準備するので、ちょっと待って下さいね…』
俺は、リーダーの男が持っていた、道具袋を貰い、中身を全て捨てた。
そして、武器と財布の袋も申し訳ないが拝借させて貰った。中身はあまり入っていなかったが、それでも今は懐が寂しいので助かる…

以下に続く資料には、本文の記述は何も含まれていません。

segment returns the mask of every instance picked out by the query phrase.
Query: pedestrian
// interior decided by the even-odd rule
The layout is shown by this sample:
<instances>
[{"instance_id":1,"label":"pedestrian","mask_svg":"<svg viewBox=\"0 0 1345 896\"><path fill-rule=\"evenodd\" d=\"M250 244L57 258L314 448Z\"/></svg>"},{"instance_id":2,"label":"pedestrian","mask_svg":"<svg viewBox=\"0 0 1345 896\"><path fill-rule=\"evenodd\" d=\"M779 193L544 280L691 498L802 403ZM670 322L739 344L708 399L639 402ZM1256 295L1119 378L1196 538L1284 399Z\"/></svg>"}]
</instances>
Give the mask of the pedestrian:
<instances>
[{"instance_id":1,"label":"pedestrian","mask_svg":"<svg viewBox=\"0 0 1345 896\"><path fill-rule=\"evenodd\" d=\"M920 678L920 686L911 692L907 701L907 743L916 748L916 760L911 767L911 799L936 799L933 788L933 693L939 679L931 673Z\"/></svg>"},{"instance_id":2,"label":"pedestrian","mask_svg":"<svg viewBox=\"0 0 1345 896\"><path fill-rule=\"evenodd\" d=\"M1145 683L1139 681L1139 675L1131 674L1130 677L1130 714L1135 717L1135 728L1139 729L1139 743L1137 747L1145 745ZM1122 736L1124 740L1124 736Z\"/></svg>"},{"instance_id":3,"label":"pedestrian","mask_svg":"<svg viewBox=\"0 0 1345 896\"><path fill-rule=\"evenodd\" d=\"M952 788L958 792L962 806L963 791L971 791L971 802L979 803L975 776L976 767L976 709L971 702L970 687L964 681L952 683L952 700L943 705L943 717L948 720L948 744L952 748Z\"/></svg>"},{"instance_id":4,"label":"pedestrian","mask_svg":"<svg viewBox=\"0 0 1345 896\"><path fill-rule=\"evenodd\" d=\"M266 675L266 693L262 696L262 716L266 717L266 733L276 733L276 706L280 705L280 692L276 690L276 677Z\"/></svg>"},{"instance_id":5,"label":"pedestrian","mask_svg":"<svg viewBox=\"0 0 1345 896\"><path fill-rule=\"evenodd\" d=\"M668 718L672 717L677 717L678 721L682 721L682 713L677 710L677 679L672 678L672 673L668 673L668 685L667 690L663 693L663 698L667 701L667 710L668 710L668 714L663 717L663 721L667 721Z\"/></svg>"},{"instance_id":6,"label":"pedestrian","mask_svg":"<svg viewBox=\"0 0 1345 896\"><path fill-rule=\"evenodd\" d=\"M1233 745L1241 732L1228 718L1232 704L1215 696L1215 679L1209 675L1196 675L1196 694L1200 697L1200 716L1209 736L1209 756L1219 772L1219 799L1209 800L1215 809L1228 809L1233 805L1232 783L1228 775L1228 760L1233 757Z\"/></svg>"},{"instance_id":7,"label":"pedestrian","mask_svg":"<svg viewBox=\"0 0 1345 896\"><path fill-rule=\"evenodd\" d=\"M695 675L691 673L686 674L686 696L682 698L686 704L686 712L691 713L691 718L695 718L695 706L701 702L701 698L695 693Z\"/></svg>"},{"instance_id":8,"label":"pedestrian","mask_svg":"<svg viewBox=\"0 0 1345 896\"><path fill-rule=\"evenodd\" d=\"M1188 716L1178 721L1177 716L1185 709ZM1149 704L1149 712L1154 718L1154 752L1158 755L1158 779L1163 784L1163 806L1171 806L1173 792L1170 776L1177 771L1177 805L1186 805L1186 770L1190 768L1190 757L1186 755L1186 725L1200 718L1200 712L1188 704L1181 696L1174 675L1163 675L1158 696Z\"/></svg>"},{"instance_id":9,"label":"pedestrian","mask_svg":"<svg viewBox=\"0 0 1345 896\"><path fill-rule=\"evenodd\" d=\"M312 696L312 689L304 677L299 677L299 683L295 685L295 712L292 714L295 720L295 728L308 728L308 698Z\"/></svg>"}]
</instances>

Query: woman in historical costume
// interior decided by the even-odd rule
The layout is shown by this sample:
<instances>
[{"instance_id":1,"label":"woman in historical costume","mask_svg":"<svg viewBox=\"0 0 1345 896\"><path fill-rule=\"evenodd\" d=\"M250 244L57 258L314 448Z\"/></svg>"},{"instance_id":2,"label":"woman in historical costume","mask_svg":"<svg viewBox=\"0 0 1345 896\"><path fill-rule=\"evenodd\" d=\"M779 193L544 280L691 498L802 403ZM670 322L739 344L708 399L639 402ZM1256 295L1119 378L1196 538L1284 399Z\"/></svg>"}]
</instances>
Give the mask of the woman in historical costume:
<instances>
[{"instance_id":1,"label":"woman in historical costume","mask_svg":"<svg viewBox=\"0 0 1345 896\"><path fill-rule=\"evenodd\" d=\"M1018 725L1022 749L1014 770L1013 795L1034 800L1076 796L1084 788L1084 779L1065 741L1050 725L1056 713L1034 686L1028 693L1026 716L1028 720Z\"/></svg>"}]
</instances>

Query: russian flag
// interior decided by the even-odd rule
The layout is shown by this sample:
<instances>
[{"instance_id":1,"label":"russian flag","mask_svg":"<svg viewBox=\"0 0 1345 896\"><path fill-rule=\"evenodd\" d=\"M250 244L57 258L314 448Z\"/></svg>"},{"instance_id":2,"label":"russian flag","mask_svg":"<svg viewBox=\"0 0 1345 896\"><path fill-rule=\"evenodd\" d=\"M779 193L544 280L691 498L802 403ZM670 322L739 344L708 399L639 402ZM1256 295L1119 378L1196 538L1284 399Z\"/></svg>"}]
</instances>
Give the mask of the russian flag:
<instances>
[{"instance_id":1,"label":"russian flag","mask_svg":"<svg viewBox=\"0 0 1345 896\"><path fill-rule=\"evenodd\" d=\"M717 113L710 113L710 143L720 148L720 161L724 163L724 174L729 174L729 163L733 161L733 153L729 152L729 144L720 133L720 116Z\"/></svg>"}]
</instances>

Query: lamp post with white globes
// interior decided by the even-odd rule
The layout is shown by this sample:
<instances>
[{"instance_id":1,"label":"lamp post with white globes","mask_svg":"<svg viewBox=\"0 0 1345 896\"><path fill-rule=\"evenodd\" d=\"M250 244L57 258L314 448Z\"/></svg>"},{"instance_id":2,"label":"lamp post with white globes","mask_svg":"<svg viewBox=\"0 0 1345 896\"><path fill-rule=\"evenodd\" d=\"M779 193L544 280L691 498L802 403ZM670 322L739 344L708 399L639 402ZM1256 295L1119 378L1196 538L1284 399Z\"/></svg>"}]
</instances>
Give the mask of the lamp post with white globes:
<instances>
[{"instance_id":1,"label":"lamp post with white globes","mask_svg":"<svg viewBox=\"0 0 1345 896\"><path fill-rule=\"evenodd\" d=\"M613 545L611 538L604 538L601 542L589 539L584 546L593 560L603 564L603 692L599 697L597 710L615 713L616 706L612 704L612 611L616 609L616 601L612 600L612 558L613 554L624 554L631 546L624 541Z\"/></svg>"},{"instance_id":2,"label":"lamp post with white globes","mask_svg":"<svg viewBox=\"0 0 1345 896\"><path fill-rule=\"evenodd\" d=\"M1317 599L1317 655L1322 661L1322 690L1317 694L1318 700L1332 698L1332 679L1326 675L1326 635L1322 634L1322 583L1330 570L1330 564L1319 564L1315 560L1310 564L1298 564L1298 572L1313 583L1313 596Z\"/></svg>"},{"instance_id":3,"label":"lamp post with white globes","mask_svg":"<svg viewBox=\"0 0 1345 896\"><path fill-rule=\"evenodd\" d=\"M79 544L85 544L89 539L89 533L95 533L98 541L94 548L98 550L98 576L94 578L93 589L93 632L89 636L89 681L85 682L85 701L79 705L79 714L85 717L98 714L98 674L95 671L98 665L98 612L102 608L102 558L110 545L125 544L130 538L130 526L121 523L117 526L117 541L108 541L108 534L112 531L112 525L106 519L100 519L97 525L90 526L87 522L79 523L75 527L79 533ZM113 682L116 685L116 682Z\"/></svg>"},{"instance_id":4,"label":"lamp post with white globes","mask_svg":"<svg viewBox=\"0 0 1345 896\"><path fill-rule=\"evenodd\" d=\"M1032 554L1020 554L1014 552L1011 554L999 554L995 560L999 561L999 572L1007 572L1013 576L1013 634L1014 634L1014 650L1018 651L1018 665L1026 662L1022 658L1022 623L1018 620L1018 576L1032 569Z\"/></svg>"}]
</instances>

早く王都に帰るためにも、資金は少しでもあった方がいいのだ。先ほど置いていたお金を回収し、ヘレンの元へ戻る。
『お待たせしました。』
『あの男は、衛兵に渡さないのですか?』
『もうあれだけの痛々しい怪我を負ってるので、それを贖罪として放っておきましょう。
連れていくのも面倒ですし…』
(俺自身が逃亡中の身なのに、自ら衛兵のところへ行くなんて出来る訳ないだろ。)
ヘレンは、20代前半くらいの女性だった。
『ヘレンさん?1つ気になったんですが、ヘレンさんはこんなところへ何故1人で?』
『一緒に住む母が体が弱くて、母の体に効く薬草がこの辺りに生えてるんで、時々こうやって摘みに来るんです。』
『今日はもう摘み終えたのですか?』
『いえ…これから探そうと思ってたところを襲われました。今日は諦めて、また出直します。』
『せっかくここまで来たんですから、探したらいいですよ。俺は近くで、モンスターを狩ってますから、ヘレンさんに何かあったら先ほどのように声を出して貰えれば、直ぐに駆けつけますので。』
『いいのですか?では、お言葉に甘えて探しますね。1時間もあれば十分な量を見つけることが出来るはずです。』
俺は、先ほど手にいれたナイフを2本取り出し、もう一度森に潜った。森の入り口付近でモンスターを倒していると、久しぶりにアナウンスが流れてきた。
【ジョブレベルがあがりました】
【スキル 即時回復 を取得しました】
(おお!新しいスキルだ!!しかも、何か回復系のスキルっぽいな?珍しく役に立ちそうな予感だ…オータス。)
名前 アラン
種族 ヒューム
年齢 12歳
力 373(414-82+41)
体力 814(582+58+174)
俊敏 652(544+54+54)
器用 1334(1028+204+102)
知力 316(351-70+35)
魔力 274(304-60+30)
ジョブ 遊び人lv38
ジョブスキル 逃げ足、口笛、流し目、体力成長、器用成長、チャーム、絶技、チャームⅡ、フェロモン、即時回復
称号 転生者、神ファルスの加護を受けし者、魔物を狩りし者、ネズミをテイムせし者、初心者ダンジョンを制した者、ハーレム野郎
(即時回復説明)
即時回復
発射直後でも、このスキルを使えば即時精力がフル回復。何回でも、何人相手でも満足させられます。
(ぶっ!回復は回復でもこういう回復かよ…
このジョブもほんとブレないな。。